Location
- 75 W Huron St Buffalo, New York 14202
- 42°53′21″N 78°52′34″W﻿ / ﻿42.889187°N 78.876188°W

Information
- Former name: Emerson Annex
- School type: High school
- Established: May 5, 2020
- NCES School ID: 360585006643
- Principal: Kathleen Schuta
- Grades: 9—12
- Student to teacher ratio: 10.47

= Buffalo School of Culinary Arts & Hospitality Management =

Buffalo School of Culinary Arts & Hospitality Management also known as PS 355 and formerly known as Emerson Annex is a culinary high school in Buffalo, New York located at 75 W. Huron St in downtown Buffalo and serves grades 9th through 12th.

== History ==
The school was established as the Emerson Annex, a sister school to the Buffalo Public Schools district's flagship culinary arts high school, in 2015 before having a new grand opening and renaming as the Buffalo School of Culinary Arts & Hospitality Management on March 5, 2020, having a grand opening for the school at the refurbished historic ground floor café C. W. Miller Livery Stable with modern kitchens, high-tech science labs, a brand new gymnasium and sixth-floor library overlooking the Buffalo skyline.
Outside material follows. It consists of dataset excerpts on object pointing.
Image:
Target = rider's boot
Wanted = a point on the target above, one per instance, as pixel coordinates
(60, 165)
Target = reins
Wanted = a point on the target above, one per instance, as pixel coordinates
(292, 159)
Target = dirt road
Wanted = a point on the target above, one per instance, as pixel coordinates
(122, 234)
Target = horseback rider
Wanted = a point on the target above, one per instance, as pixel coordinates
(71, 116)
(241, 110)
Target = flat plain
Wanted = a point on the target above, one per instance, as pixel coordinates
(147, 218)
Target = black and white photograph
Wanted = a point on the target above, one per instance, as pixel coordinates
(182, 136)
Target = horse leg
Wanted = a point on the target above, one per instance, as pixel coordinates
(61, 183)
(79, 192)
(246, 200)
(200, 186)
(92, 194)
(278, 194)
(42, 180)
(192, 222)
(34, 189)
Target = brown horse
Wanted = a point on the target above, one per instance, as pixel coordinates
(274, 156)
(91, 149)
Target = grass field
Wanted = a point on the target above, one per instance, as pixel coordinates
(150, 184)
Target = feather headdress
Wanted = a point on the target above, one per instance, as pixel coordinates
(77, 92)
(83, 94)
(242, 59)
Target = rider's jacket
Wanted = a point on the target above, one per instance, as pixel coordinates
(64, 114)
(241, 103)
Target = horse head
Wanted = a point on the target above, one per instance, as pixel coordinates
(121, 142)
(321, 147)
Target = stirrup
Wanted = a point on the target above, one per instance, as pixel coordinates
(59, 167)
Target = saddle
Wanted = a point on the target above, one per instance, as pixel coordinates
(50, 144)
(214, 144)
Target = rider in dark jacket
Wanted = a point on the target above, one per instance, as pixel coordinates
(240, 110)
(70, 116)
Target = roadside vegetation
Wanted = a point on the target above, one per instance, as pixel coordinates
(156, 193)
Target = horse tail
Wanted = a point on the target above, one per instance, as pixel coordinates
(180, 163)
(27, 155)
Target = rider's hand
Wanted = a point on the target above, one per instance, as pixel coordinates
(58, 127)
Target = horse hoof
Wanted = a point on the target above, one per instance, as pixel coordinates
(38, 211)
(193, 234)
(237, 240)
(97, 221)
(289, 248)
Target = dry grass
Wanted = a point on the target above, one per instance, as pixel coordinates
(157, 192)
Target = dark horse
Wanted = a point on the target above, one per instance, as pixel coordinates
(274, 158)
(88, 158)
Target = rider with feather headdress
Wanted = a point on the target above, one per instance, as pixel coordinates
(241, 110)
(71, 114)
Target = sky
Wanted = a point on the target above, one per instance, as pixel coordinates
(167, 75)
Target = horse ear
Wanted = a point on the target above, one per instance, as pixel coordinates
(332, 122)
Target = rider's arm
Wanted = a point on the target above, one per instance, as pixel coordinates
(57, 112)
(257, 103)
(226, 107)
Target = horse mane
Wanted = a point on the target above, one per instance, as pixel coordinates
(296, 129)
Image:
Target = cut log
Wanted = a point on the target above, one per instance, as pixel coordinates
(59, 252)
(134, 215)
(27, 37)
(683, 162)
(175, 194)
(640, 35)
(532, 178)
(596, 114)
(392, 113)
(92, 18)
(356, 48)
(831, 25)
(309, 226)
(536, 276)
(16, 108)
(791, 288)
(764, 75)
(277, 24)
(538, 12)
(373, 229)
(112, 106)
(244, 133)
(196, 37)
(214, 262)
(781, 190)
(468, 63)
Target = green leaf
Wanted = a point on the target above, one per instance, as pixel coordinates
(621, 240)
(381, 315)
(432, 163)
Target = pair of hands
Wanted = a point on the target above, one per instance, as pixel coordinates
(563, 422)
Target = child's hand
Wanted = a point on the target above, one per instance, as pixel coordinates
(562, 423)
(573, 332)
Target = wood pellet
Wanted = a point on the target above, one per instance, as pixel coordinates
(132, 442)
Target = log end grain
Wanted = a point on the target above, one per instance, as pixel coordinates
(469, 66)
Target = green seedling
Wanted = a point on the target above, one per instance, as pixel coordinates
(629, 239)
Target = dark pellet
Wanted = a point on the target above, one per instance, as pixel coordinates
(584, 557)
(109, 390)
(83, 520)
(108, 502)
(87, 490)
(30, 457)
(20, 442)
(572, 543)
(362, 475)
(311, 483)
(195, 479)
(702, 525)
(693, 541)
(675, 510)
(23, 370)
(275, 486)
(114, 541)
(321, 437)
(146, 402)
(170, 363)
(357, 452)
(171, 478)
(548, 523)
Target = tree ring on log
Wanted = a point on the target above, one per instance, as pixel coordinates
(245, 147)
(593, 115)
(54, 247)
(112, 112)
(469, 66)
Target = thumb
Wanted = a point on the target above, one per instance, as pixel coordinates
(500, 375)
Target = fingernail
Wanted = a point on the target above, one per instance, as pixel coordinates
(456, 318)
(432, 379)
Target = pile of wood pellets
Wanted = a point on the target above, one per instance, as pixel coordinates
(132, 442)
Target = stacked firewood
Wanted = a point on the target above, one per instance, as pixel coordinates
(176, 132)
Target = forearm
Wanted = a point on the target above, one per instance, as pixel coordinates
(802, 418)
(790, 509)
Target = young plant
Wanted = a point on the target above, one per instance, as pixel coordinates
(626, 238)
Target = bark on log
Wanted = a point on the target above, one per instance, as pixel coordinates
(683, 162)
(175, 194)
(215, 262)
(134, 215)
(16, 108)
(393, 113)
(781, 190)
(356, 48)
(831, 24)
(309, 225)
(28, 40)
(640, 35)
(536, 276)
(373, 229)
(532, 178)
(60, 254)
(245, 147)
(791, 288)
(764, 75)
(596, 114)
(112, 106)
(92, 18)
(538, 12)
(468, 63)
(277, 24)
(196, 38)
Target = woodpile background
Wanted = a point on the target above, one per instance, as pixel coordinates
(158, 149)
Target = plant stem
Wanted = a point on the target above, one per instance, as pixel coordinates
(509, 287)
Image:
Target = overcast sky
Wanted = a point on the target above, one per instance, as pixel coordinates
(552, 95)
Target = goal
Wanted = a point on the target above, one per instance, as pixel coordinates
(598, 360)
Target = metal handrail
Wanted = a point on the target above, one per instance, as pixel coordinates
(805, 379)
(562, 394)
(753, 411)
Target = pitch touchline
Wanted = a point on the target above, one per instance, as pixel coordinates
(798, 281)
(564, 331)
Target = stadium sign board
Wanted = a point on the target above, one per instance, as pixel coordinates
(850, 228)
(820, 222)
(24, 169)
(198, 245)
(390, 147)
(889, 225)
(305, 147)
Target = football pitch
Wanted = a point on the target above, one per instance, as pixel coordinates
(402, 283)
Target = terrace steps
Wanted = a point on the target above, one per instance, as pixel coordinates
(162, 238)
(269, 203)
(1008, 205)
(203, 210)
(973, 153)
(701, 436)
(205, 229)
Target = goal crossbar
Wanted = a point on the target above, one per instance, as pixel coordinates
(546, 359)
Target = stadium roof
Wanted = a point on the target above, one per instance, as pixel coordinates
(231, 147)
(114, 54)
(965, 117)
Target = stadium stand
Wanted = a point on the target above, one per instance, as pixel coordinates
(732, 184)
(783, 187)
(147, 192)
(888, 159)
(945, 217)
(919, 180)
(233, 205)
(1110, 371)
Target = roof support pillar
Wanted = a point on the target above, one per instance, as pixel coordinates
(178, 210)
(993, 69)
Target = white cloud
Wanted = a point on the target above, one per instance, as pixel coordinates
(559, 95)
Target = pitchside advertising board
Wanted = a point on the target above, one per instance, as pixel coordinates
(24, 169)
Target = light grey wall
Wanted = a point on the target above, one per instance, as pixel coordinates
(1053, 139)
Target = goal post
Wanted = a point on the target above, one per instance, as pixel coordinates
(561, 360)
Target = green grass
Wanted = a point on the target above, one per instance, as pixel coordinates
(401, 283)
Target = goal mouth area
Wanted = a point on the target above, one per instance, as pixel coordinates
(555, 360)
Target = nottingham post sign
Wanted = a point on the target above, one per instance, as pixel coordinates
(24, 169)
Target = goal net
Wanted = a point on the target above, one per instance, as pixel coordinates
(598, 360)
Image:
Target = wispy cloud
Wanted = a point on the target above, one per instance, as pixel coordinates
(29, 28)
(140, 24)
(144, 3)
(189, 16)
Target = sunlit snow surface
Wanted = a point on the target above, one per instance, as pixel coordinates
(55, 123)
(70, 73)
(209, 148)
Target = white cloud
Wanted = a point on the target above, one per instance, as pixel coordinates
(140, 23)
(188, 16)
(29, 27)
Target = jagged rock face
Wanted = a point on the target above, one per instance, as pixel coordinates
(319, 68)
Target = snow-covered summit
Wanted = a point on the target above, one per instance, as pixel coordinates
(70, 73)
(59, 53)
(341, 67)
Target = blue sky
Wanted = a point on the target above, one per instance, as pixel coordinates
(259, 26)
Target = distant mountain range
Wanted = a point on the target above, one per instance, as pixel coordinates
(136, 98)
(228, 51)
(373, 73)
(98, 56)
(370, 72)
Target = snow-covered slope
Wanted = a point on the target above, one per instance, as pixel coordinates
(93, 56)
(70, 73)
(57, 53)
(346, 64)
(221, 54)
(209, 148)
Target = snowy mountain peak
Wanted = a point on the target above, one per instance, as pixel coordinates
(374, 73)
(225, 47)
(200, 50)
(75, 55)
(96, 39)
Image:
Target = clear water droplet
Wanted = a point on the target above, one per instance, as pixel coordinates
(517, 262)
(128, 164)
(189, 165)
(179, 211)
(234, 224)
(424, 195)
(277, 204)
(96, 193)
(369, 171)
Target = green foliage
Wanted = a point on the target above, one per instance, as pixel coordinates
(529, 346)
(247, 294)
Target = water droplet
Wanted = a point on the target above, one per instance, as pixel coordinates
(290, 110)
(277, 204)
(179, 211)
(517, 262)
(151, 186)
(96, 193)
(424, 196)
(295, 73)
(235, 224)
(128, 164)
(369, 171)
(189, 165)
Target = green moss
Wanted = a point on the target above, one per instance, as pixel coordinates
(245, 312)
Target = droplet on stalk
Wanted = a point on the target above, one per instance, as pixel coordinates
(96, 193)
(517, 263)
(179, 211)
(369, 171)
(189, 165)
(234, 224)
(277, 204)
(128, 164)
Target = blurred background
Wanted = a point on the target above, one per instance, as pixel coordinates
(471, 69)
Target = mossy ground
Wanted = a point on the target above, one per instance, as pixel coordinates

The building that Buffalo School of Culinary Arts & Hospitality Management operates in was designed and refurbished by Buffalo architects Lansing and Beierl with the project being led by Mark Croce's Buffalo Development Corporation, which teamed up with McGuire Development. Buffalo Construction Consultants, Inc. served as project manager, with Kideney Architects, P.C. as project architect, the project cost around USD$40 million.

Since the establishment of the school, the principal has remained Kathleen Schuta.